Hurricanes to Hit Carnival Corp’s 4Q Earnings
Miami-based cruise giant Carnival Corporation & plc expects to see a decrease in its fourth quarter earnings, affected by several temporary port closures amid hurricanes, which led to voyage disruptions.
After the earthquakes in Mexico and “a very challenging series of hurricanes,” Carnival said that the voyage disruptions are expected to result in an estimated USD 0.10 to USD 0.12 per share reduction in earnings in the fourth quarter of 2017.
Although the company resumed normal operations, there are still some itinerary modifications as several ports are temporarily unavailable, Arnold Donald, Carnival Corporation & plc President and Chief Executive Officer, said.
Donald added that the company’s owned destinations including Amber Cove, Dominican Republic; Cozumel, Mexico; Mahogany Bay, Honduras; Half Moon Cay and Princess Cays, Bahamas, as well as more than 40 other ports, plus all those in Mexico, “are fully operational and welcoming guests.”
The company unveiled the fourth quarter outlook as part of its third quarter 2017 financial report, in which it said that its US GAAP net income reached USD 1.3 billion for the period, compared to US GAAP net income of USD 1.4 billion seen in the third quarter of 2016.
Revenues for the third quarter of 2017 increased to USD 5.5 billion from USD 5.1 billion reported in the same quarter in the prior year.
“We delivered another consecutive quarter of strong operational improvement and another third quarter adjusted earnings record.

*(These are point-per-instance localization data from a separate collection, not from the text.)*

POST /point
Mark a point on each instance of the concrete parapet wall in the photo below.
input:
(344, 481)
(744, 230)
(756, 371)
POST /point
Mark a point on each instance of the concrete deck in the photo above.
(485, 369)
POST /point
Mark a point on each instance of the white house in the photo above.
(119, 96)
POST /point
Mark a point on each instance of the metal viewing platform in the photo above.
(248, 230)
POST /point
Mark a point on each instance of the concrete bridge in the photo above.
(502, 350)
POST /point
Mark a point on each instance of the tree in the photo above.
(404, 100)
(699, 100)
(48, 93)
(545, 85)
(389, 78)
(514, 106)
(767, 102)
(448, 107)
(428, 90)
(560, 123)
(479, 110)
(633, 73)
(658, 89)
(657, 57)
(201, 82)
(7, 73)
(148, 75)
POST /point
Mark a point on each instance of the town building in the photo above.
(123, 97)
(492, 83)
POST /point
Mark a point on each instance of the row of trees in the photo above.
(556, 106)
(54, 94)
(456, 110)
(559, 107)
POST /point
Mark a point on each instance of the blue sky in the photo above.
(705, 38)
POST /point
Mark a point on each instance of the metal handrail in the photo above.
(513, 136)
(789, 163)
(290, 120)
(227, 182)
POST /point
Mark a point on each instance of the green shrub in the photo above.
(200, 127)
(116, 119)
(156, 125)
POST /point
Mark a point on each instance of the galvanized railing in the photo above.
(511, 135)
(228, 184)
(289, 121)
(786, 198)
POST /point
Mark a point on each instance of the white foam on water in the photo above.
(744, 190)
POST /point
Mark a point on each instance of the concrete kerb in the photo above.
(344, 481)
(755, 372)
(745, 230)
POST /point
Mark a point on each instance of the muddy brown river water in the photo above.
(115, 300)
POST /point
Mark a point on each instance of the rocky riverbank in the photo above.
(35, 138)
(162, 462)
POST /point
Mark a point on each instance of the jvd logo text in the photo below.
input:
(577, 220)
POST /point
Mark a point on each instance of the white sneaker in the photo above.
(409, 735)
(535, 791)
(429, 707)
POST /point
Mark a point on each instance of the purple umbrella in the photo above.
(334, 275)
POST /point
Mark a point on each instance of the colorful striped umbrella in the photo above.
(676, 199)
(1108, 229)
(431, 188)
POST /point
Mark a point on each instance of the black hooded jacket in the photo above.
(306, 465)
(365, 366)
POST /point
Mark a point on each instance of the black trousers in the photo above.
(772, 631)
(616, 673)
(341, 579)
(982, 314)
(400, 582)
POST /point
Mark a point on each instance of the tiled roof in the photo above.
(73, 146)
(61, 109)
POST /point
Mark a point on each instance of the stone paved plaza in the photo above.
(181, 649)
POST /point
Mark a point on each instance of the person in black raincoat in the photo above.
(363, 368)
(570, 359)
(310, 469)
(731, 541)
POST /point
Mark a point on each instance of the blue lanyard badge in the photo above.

Our ongoing efforts to create demand well in excess of measured supply growth helped to drive five percent higher cruise ticket pricing,” Donald said.
Gross revenue yields increased 5.5 percent. In constant currency, net revenue yields increased 5.1 percent for the third quarter of 2017, better than June guidance of up approximately 4 percent.
Carnival said that, at this time, cumulative bookings for the first half of next year “are well ahead of the prior year on both price and occupancy.”
“Our record results, coupled with strong booking trends, have more than offset the anticipated earnings impact from these weather disruptions, enabling us to raise the mid-point of our guidance and positioning us to achieve the higher end of our previous earnings guidance range,” Donald said, adding that the company remains on track to achieve record cash from operations of USD 5 billion this year.